L'ÉCOLE DES PARENTS

A partir du moment où vous avez mis un enfant au monde, vous avez, avant d'avoir des droits sur lui, vous avez des devoirs envers lui.

Élever un enfant c'est lui apprendre à partir et à partir. Si possible le mieux armé possible pour avoir suffisamment de sens critique, de sens combatif, d'humour et d'amour pour vivre dans la vie sans vous.

Donc on a effectivement des devoirs envers lui et on a notamment le devoir de lui expliquer qu'on l'a désiré, qu'on l'aime et qu'on lui fait confiance.

Par exemple, regardez : oser dire à son enfant "je t'aime et je te fais confiance", quand c'est un petit bébé c'est facile, jusqu'à trois ou quatre ans, c'est vraiment enfantin, même jusqu'à sept ou huit ans, c'est très facile. Mais quand il a quinze ou seize ans et qu'il commence à vous casser les pieds sérieusement, c'est difficile de lui dire qu'on l'aime et qu'on lui fait confiance, et pourtant c'est là qu'il en a le plus besoin.

C'est dans ces moments-là qu'il faudrait pouvoir le lui dire, tout en mettant des limites.

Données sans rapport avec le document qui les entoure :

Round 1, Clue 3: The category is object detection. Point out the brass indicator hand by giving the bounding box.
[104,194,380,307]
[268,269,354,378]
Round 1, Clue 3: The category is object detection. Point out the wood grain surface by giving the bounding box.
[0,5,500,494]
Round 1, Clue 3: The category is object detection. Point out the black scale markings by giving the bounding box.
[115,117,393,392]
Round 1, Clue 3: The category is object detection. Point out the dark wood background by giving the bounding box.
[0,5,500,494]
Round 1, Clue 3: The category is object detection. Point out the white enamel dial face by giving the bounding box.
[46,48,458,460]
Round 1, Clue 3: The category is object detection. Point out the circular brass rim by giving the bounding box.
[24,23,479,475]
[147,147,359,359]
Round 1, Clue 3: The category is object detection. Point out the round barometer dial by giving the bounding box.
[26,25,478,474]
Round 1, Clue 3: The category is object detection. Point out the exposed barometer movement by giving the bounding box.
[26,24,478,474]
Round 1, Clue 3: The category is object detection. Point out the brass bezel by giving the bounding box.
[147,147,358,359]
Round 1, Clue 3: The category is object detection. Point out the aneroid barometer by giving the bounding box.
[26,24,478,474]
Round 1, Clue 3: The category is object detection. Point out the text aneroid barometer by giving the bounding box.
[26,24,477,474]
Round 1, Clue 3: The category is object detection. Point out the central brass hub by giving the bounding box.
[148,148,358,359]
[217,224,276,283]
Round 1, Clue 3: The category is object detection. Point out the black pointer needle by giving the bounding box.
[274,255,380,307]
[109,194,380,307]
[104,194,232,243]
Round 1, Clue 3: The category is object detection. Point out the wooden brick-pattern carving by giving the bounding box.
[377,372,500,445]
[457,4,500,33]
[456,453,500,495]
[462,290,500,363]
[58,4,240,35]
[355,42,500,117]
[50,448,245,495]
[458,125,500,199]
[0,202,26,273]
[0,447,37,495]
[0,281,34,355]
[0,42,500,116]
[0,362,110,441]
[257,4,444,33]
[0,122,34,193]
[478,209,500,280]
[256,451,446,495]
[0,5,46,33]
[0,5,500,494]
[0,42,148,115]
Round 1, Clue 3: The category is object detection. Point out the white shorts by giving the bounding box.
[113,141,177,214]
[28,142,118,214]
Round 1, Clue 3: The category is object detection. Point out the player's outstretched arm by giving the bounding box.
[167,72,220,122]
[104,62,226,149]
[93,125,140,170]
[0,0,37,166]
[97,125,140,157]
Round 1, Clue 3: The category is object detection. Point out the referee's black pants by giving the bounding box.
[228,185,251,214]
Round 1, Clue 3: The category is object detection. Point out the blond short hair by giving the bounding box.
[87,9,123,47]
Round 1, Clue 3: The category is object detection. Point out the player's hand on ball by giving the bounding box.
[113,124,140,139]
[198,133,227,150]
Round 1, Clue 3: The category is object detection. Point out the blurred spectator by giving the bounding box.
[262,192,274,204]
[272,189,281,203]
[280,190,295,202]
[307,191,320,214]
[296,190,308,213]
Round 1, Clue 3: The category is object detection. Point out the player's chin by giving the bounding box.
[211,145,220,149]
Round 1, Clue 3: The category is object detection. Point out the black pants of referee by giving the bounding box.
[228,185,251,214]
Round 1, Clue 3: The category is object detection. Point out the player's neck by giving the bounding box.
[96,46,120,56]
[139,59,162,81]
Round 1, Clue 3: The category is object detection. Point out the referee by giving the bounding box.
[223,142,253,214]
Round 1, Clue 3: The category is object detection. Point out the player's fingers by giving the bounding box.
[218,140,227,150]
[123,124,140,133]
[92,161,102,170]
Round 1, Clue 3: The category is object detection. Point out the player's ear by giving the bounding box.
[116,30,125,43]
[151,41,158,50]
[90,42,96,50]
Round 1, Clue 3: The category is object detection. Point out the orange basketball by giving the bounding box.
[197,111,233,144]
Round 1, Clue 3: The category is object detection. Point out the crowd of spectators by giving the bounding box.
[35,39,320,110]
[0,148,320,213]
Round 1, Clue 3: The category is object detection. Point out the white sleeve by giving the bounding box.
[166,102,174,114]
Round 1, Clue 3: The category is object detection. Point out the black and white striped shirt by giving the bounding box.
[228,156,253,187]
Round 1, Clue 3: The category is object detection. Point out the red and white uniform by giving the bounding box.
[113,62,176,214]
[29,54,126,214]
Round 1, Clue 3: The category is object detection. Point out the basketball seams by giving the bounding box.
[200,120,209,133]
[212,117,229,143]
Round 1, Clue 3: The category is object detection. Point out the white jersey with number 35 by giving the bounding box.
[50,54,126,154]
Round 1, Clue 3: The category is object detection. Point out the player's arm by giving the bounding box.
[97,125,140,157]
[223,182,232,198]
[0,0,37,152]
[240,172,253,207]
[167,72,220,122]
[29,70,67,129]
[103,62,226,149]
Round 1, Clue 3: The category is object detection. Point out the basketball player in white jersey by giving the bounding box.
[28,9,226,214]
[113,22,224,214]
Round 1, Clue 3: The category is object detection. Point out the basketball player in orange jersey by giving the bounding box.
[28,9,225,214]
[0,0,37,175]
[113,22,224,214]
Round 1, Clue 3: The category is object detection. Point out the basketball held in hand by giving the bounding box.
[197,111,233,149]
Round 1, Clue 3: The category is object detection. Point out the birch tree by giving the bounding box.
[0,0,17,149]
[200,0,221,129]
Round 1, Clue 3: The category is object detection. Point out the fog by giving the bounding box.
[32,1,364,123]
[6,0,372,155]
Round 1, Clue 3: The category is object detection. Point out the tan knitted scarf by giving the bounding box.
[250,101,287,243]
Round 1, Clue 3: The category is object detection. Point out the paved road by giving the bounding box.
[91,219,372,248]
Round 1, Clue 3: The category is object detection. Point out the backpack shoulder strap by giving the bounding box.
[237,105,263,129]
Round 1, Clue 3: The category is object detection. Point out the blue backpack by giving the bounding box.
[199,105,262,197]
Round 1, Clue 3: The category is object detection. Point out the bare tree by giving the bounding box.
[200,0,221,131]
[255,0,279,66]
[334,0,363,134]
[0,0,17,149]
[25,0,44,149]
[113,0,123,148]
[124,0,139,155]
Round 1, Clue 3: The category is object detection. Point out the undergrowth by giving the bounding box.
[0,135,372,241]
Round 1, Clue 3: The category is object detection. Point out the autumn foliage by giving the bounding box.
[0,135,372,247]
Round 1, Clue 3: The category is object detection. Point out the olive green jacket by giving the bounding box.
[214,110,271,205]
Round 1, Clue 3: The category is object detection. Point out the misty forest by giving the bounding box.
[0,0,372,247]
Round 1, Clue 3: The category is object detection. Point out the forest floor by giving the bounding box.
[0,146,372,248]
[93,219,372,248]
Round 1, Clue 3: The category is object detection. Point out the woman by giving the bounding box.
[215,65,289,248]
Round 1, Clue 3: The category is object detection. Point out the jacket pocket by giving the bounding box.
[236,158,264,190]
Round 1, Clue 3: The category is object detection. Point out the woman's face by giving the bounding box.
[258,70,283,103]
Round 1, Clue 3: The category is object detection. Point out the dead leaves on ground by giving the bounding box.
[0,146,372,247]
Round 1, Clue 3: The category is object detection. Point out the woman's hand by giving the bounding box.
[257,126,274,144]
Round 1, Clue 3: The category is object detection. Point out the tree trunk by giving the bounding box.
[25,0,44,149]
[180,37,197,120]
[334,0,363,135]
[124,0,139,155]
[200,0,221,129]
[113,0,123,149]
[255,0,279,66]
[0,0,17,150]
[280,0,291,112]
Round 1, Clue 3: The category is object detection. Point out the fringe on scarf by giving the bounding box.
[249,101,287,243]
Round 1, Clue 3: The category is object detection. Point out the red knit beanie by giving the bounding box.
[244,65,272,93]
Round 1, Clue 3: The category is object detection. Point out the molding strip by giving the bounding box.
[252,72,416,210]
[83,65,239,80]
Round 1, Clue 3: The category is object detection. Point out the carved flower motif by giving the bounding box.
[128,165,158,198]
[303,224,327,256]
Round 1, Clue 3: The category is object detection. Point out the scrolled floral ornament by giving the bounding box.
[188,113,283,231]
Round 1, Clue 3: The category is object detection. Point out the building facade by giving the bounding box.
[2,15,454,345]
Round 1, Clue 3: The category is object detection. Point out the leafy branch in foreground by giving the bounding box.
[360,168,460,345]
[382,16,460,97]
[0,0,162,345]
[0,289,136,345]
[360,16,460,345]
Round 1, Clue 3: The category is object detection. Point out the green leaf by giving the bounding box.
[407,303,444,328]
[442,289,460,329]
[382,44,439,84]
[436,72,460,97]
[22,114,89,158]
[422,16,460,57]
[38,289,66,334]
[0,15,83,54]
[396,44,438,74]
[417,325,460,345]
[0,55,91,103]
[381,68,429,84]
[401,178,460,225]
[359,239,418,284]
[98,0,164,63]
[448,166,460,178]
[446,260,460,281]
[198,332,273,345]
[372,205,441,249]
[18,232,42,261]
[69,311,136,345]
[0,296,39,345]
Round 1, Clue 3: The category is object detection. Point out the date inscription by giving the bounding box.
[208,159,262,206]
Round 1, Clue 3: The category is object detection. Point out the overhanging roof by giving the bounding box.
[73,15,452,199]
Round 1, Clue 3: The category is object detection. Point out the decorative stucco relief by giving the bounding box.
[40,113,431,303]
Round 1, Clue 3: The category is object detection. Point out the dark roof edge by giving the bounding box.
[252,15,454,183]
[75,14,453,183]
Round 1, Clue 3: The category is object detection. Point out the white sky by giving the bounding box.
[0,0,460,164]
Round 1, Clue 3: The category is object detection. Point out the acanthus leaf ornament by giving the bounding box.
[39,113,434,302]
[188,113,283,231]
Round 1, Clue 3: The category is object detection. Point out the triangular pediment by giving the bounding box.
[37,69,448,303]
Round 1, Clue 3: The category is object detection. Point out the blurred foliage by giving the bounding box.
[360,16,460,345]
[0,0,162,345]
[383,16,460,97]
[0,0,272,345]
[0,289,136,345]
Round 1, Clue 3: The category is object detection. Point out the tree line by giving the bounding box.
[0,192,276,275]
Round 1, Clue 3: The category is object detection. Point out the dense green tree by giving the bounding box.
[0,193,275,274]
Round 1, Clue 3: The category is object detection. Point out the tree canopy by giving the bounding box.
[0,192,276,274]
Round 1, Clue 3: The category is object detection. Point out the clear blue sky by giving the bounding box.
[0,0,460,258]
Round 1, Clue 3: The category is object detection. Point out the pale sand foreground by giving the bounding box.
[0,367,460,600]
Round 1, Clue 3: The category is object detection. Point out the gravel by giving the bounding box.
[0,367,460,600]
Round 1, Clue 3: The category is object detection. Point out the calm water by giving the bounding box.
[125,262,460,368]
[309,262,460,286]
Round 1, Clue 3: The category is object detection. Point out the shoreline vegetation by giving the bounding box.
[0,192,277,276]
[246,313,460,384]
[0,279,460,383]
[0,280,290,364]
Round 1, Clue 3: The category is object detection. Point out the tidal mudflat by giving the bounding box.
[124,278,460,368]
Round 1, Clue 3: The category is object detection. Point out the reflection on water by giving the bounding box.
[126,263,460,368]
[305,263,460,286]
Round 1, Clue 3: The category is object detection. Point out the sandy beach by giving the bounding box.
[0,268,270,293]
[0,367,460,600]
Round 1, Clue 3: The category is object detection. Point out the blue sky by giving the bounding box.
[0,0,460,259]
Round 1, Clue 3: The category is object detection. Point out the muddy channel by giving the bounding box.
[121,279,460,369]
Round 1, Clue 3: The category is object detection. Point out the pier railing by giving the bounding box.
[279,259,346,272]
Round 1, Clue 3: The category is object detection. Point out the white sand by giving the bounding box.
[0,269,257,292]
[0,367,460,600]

Au fond, on est au coeur du problème. IL faut savoir mettre des limites à un enfant.

Depuis qu'il est petit vous allez lui expliquez : "on ne met pas ses doigts dans une prise, on ne traverse pas une rue sans regarder parce qu'on peut se faire écraser, etc. ..., on ne monte pas sur un escabeau, on ne se met pas devant le feu, etc. . . ."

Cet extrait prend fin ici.